Effects of 4-Br-A23187 on Bacillus subtilis cells and unilamellar vesicles reveal it to be a potent copper ionophore

Abstract

Ionophores are small molecules or peptides that transport metal ions across biological membranes. Their transport capabilities are typically characterized in vitro using vesicles and single ion species. It is difficult to infer from these data which effects ionophores have on living cells in a complex environment (e.g., culture medium), since net ion movement is influenced by many factors including ion composition of the medium, concentration gradients, pH gradient, and protein-mediated transport processes across the membrane.
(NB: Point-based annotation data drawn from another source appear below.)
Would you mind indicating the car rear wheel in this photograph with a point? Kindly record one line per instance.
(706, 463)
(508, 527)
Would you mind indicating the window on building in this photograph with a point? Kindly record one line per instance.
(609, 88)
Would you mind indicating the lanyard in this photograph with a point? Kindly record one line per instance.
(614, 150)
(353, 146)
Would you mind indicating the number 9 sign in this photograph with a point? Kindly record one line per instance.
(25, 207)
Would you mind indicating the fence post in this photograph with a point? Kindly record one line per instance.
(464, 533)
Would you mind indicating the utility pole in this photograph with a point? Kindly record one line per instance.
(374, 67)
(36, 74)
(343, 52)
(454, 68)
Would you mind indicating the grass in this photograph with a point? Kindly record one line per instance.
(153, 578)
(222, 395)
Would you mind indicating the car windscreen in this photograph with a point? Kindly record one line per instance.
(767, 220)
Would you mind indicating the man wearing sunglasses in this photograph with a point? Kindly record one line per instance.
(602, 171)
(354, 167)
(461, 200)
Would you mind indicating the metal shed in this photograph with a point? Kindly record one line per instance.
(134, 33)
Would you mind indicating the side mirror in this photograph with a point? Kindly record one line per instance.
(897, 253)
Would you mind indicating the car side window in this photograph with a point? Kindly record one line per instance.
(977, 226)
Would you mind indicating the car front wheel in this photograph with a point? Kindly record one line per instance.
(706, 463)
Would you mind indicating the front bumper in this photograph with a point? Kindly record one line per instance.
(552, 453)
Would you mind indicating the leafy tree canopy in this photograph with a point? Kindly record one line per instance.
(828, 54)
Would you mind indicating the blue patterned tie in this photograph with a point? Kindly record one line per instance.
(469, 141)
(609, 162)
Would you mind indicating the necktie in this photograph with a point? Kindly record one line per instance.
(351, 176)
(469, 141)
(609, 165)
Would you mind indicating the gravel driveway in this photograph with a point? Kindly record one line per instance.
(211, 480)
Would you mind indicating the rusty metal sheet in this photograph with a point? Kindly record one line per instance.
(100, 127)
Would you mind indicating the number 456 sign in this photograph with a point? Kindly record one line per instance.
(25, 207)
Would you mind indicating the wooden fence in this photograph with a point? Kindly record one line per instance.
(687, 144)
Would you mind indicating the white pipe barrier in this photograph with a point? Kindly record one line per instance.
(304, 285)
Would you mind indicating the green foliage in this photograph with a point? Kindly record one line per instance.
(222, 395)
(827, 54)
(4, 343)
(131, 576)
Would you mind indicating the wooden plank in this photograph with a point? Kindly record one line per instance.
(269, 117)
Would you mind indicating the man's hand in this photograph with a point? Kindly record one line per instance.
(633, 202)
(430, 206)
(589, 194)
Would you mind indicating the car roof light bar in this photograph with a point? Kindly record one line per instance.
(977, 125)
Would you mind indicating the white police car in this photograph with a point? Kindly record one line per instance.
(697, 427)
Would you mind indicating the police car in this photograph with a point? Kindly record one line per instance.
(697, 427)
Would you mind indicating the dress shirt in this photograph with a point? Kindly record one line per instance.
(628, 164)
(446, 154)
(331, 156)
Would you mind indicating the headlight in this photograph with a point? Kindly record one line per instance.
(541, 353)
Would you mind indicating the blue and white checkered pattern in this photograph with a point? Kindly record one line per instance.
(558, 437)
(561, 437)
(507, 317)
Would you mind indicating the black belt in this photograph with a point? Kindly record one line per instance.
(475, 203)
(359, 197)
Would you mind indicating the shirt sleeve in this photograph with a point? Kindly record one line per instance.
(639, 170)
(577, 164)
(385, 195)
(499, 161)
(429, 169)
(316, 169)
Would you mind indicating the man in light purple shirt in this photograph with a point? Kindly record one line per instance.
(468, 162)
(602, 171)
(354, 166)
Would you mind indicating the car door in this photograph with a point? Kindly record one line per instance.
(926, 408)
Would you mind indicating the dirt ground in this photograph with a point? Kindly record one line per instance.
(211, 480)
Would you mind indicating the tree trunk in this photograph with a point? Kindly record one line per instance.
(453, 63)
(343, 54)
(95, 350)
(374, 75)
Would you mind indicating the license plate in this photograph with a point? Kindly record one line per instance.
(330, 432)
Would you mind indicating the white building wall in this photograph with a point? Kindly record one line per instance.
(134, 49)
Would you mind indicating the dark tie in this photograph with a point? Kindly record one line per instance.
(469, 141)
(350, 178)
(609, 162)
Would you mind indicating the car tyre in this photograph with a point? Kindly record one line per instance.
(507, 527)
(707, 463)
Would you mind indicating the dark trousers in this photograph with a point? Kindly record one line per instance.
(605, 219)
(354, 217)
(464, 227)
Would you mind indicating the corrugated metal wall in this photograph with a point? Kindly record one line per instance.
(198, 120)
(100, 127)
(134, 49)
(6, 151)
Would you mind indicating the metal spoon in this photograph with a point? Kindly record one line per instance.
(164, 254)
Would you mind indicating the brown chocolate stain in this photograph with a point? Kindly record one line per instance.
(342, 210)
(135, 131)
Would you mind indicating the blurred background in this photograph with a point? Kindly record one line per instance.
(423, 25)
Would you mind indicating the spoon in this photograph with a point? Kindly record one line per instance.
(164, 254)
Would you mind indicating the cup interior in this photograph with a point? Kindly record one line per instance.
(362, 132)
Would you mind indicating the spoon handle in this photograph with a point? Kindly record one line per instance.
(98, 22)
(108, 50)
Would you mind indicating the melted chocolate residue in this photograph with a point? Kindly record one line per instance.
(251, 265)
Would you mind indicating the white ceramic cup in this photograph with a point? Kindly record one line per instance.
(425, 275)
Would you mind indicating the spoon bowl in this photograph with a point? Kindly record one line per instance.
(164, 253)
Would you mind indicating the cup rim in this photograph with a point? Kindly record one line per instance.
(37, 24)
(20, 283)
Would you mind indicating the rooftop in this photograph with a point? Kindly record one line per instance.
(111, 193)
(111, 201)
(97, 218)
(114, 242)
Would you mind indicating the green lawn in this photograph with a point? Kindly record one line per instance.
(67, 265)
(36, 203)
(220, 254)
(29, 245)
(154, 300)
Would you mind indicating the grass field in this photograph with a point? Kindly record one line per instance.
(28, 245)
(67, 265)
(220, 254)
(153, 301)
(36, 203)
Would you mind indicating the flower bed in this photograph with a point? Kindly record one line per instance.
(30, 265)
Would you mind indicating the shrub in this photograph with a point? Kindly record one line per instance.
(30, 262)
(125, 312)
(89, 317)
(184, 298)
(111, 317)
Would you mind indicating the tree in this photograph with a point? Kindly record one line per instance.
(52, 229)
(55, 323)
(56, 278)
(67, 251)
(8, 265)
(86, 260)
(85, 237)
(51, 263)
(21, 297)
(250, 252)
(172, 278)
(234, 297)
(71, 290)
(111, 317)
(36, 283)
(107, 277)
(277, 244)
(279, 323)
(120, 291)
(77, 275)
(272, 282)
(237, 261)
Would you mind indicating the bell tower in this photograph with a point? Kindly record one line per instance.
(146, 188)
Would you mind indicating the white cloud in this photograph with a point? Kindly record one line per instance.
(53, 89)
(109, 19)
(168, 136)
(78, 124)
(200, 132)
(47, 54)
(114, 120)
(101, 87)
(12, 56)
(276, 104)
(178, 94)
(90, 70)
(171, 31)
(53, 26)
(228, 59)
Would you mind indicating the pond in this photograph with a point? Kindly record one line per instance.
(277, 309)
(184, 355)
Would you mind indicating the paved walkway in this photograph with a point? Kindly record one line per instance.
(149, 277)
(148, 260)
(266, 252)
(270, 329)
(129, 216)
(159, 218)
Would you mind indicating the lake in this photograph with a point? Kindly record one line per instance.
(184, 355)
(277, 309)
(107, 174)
To gain insights into the antibacterial mechanism of action of the semisynthetic polyether ionophore 4-Br-A23187, known to efficiently transport zinc and manganese in vitro, we investigated its effects on the gram-positive model organism Bacillus subtilis. In addition to monitoring cellular ion concentrations, the physiological impact of treatment was assessed on the proteome level. 4-Br-A23187 treatment resulted in an increase in intracellular copper levels, the extent of which depended on the copper concentration of the medium. Effects of copper accumulation mirrored by the proteomic response included oxidative stress, disturbance of proteostasis, metal and sulfur homeostasis. The antibiotic effect of 4-Br-A23187 is further aggravated by a decrease in intracellular manganese and magnesium. A liposome model confirmed that 4-Br-A23187 acts as copper ionophore in vitro.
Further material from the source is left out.